The State Department said that of 5,600 seats made available, 1,500 U.S. citizens and their families had used them as of Oct. 19. About 700 Americans flew from Israel to Florida on four flights arranged by the state as of Oct. 24, according to DeSantis’s office.
“She said she’s against the surgeries for minors. That wasn’t what she said this summer. She was asked about it, it’s on video, and she said the law should stay out of it.”
— DeSantis
DeSantis in May signed a law prohibiting “sex-reassignment prescriptions and procedures for patients younger than 18 years of age,” but Haley has not advocated gender-affirming procedures for minors. DeSantis is misleadingly citing an exchange that Haley had with a CBS News reporter in a June interview, in which she said: “I think the law should stay out of it, and I think parents should handle it. This is a job for the parents to handle. And then when that child becomes 18, if they want to make more of a permanent change, they can do that.”

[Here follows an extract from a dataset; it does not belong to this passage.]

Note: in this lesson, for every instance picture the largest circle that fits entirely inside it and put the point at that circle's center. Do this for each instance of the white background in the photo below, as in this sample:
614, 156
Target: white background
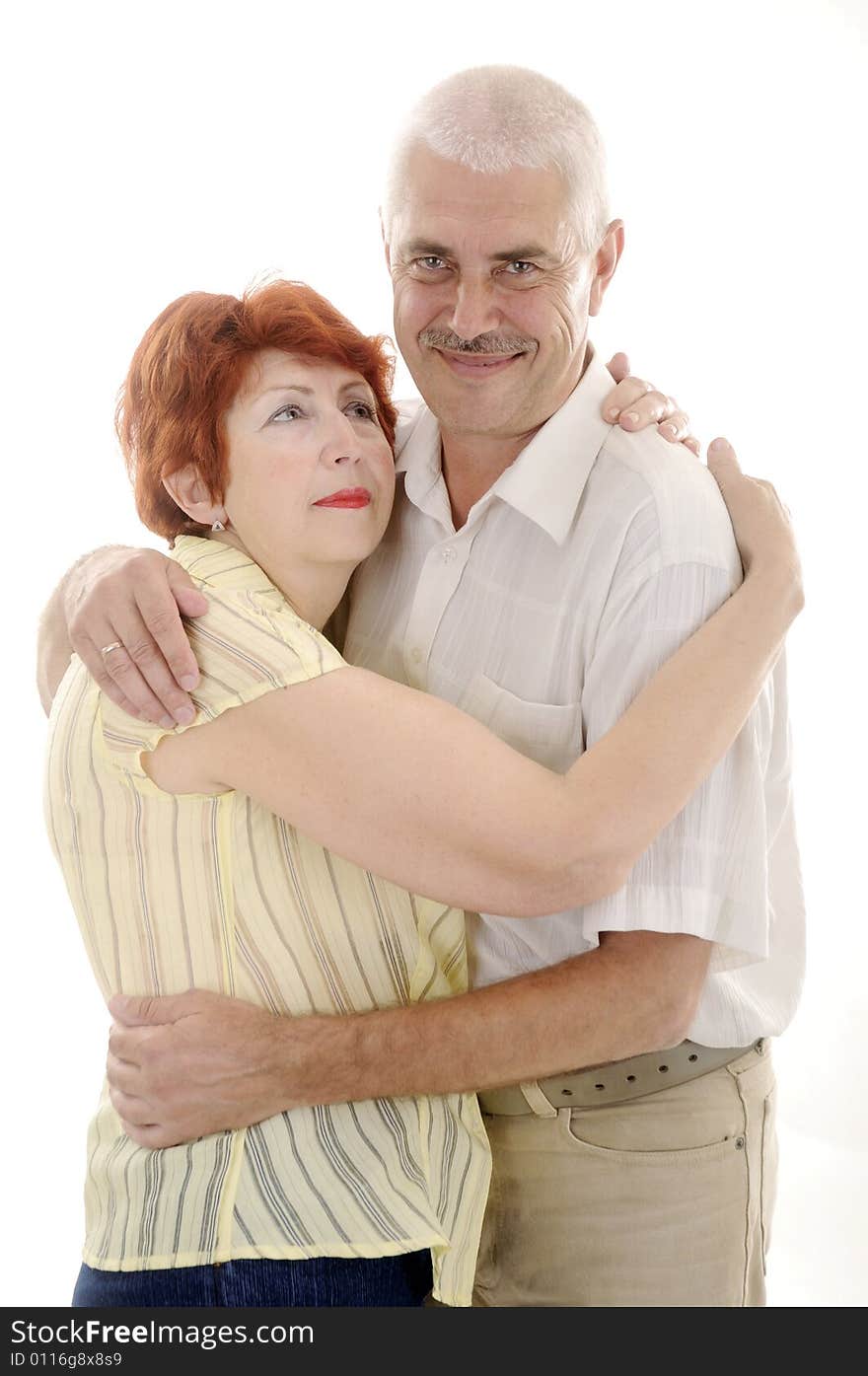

“He has to answer for the fact that he voted to raise the retirement age to 70 three different times.”
— Haley
Haley cites the votes correctly. The votes were for budget plans drawn by the Republican Study Committee, a conservative group of House members, that DeSantis, as a member of Congress, supported in 2013, 2014 and 2015. These plans sought to rapidly reduce the federal budget and included proposals that proponents said would put Social Security and Medicare on stronger financial footing.
The budget resolutions called for raising the retirement age for younger workers to 70. In a 2012 interview with the St. Augustine Record, when DeSantis was in his mid-30s, he said he would not change the program for people age 55 and older. But he noted a federal budget squeeze was coming, as fewer workers were expected to support a large cohort of retirees. “For me getting Social Security at 65 or 67, if I’m going to live in my 80s, is probably not sustainable,” he said.
“If you look at the polls right now, going against Joe Biden. In every one of those head-to-head polls, Ron doesn’t beat Joe Biden. Trump is head-to-head; on a good day he might be up by two points. I defeat Biden by 17 points.”
— Haley
Haley is referencing a Wall Street Journal poll released in December showing that Trump had a four-point lead over President Biden and that DeSantis was tied, but she led Biden in a test match-up by 17 points, 51 percent to 34 percent.